2013年1月3日木曜日

草言

         ・・・北田傀子

 創刊号といっても格別の気負いはありません。
 いままで『随句メイト』としていた例会の資料を、『草原』と名を改めて公開し、わたしたちの目指す随句に理解と共感を得たいと願ってのものです。
 この先何年でもあるまいに、えらく無理をするなあ、と言われそうですが、何年もないからこその『草原』と思うことにしています。それに、そう無理とも思っていないのです。
 今までにも草原はわたしの仕事場でした。
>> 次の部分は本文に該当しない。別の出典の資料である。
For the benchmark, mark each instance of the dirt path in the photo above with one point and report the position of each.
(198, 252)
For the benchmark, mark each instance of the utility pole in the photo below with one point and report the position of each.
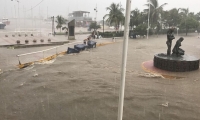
(53, 25)
(18, 15)
(148, 22)
(95, 9)
(103, 25)
(124, 60)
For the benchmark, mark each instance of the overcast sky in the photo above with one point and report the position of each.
(9, 8)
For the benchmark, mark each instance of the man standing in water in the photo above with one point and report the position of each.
(170, 37)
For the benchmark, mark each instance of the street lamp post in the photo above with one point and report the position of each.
(95, 9)
(148, 22)
(177, 31)
(18, 18)
(103, 24)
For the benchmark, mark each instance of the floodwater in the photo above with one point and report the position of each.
(85, 86)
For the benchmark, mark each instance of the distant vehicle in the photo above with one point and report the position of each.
(6, 21)
(2, 25)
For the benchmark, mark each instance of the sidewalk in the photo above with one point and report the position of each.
(9, 59)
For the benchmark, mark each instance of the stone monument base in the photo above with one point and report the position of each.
(176, 64)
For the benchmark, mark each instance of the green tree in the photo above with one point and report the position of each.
(173, 17)
(137, 18)
(141, 29)
(60, 21)
(94, 26)
(155, 11)
(189, 20)
(115, 15)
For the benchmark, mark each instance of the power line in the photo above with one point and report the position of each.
(35, 6)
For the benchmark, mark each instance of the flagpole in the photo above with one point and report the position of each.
(148, 22)
(124, 60)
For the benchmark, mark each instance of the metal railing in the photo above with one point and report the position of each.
(41, 55)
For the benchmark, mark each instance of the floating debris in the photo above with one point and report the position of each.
(150, 75)
(165, 104)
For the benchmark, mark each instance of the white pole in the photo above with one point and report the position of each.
(148, 22)
(124, 60)
(18, 15)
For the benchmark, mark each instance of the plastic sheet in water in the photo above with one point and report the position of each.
(46, 62)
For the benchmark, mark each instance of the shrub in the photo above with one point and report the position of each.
(34, 40)
(26, 41)
(18, 41)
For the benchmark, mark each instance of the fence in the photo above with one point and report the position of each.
(43, 55)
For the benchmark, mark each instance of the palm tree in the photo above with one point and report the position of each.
(115, 15)
(135, 18)
(156, 11)
(172, 17)
(60, 21)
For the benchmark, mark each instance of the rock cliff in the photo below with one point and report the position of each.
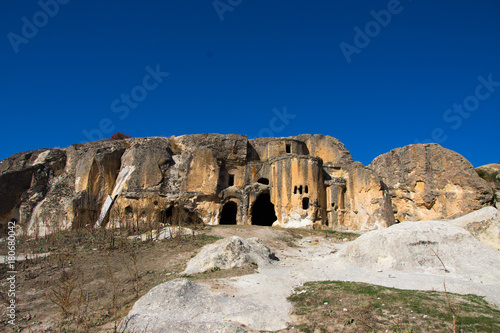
(491, 173)
(427, 181)
(303, 181)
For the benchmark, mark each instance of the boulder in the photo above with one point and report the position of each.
(484, 224)
(427, 181)
(491, 173)
(181, 306)
(430, 247)
(228, 253)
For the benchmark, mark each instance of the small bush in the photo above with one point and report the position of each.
(119, 136)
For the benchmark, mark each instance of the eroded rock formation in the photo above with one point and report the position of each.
(303, 181)
(427, 181)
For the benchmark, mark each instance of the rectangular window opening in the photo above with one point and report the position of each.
(305, 203)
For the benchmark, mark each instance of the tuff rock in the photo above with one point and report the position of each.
(303, 181)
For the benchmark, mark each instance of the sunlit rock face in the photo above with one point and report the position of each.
(427, 181)
(307, 181)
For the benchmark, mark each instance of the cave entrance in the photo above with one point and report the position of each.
(263, 211)
(229, 212)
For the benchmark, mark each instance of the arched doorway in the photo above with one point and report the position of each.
(229, 212)
(263, 211)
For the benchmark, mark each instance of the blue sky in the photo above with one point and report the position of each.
(377, 75)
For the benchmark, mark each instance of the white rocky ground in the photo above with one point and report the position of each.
(410, 255)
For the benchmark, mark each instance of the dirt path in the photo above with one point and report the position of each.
(314, 259)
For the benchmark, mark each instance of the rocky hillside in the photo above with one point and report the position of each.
(491, 173)
(303, 181)
(430, 182)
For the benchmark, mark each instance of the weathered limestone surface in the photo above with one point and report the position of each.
(427, 181)
(491, 173)
(302, 181)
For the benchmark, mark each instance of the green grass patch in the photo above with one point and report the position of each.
(334, 306)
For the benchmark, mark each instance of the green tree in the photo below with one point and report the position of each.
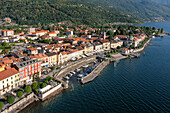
(19, 94)
(10, 99)
(1, 105)
(43, 85)
(27, 89)
(52, 68)
(118, 47)
(153, 28)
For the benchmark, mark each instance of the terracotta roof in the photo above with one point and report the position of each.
(42, 31)
(6, 30)
(7, 73)
(52, 33)
(122, 36)
(32, 49)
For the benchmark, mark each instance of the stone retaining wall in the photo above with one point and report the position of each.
(19, 105)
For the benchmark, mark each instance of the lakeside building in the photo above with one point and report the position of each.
(27, 69)
(7, 32)
(9, 79)
(52, 59)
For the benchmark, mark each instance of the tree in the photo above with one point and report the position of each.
(118, 47)
(27, 89)
(153, 28)
(19, 94)
(10, 99)
(110, 33)
(43, 85)
(4, 44)
(52, 68)
(1, 105)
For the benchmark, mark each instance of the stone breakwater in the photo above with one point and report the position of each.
(95, 73)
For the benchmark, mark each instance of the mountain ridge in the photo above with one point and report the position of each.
(83, 12)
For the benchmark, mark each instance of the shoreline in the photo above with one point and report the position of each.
(93, 78)
(93, 75)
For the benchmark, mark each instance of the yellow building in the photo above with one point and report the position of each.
(52, 59)
(9, 79)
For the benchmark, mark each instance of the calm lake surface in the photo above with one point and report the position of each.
(136, 86)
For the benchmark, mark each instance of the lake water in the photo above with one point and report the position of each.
(138, 85)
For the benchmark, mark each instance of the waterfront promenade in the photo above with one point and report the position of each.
(90, 77)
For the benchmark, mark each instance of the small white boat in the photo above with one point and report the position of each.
(66, 77)
(77, 70)
(69, 74)
(85, 66)
(80, 75)
(72, 72)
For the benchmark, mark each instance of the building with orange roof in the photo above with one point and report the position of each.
(52, 59)
(41, 57)
(69, 33)
(52, 34)
(106, 44)
(40, 33)
(7, 32)
(27, 69)
(32, 50)
(9, 79)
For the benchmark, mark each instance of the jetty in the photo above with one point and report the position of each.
(90, 77)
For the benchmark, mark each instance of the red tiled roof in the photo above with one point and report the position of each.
(7, 73)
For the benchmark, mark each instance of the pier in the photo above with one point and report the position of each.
(94, 73)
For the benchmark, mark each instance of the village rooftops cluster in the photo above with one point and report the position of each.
(44, 49)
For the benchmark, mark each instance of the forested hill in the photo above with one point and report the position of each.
(82, 11)
(164, 2)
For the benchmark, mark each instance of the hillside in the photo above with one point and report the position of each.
(81, 11)
(164, 2)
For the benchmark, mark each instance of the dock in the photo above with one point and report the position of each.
(95, 72)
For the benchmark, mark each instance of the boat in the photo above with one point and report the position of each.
(72, 72)
(77, 70)
(80, 75)
(85, 74)
(66, 77)
(69, 74)
(85, 66)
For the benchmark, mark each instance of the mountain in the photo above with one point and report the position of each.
(164, 2)
(83, 11)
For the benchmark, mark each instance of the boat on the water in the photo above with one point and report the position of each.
(85, 66)
(69, 74)
(80, 75)
(72, 72)
(77, 70)
(66, 77)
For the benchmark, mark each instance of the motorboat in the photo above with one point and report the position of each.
(85, 66)
(77, 70)
(66, 77)
(80, 75)
(72, 72)
(69, 74)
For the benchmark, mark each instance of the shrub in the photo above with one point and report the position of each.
(21, 89)
(52, 68)
(46, 81)
(19, 94)
(1, 105)
(43, 85)
(27, 89)
(10, 99)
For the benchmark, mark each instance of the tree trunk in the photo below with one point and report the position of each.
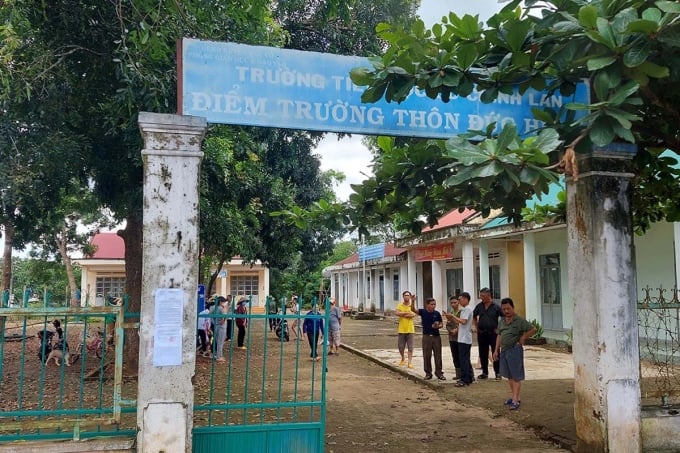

それも暑い盛りの草取りが使命といったことで、いわゆるボランティアを十数年続けてきたのでした。これからは別の意味での草原に立ち向かうことになります。
 わたしの随句は、自然でまともな行き方を目指すもので、意味も分からないような「詩ぶり」作品や、自由を履き違えた野放図なものでなく、人間の感性の基本にある瞬間的ひらめきを原点とした作品に迫ろうとするものです。さらに、それがダイレクトに伝わるためには、日本の本来の言語をベースに置いていなければならないと考えます。
 誰にもわかる、まともなものでなければ世の中に通じないし、おそらく後世に残らないだろうと思います。わたしたちの考えや行動を古いという人がいますが、古い新しいというのはわたしの頭にはありません。古くても新しくても自然でまともなものが良いのです。
 山頭火も放哉も抱壷も顕信も意味のわからない作品など残してはいません。立派な規範があるのですから、同じ道を歩きたいと思います。(野火 平成十五年一月創刊号巻頭言)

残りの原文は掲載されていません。